Parses files for URLs. (.js, .json, .xml, .csv, .txt & .map)
Parses robots.txt for URLs.
Parses sitemaps for URLs.
Customizable Parallelism

Installation

Install release binaries

Visit the releases page and find the appropriate archive for your operating system and architecture.

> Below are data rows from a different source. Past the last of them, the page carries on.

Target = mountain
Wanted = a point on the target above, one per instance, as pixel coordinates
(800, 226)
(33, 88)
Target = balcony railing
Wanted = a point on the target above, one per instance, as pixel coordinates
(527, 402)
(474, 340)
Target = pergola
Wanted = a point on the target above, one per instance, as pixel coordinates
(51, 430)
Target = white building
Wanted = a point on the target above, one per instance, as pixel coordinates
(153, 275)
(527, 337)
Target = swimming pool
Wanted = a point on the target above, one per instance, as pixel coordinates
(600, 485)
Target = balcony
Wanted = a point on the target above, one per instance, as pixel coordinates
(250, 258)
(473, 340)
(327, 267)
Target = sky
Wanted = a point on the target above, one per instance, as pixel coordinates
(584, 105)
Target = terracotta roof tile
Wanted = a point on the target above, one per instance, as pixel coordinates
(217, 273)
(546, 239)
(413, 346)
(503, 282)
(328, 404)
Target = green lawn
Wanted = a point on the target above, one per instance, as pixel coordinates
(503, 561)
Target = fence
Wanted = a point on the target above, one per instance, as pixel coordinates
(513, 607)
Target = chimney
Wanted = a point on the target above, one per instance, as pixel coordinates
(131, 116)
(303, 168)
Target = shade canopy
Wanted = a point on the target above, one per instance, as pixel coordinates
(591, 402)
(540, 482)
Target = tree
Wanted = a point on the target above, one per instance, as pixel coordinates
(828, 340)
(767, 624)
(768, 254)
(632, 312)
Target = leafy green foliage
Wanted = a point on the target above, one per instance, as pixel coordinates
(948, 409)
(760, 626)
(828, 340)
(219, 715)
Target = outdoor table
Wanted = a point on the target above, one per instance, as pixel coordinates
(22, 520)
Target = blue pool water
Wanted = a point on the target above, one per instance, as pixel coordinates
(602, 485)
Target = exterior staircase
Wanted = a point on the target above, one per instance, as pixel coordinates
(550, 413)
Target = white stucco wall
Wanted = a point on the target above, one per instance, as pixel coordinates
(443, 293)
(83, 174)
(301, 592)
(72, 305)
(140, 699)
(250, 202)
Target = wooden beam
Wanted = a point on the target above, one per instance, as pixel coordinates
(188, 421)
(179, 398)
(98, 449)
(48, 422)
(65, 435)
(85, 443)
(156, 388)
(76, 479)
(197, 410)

Download the archive from your browser or copy its URL and retrieve it with wget or curl:

...with wget:

 wget https://github.com/hueristiq/xcrawl3r/releases/download/v<version>/xcrawl3r-<version>-linux-amd64.tar.gz

...or, with curl:

 curl -OL https://github.com/hueristiq/xcrawl3r/releases/download/v<version>/xcrawl3r-<version>-linux-amd64.tar.gz

...then, extract the binary:

tar xf xcrawl3r-<version>-linux-amd64.tar.gz

TIP: The above steps, download and extract, can be combined into a single step with this onliner
curl -sL https://github.com/hueristiq/xcrawl3r/releases/download/v<version>/xcrawl3r-<version>-linux-amd64.tar.gz | tar -xzv

NOTE: On Windows systems, you should be able to double-click the zip archive to extract the xcrawl3r executable.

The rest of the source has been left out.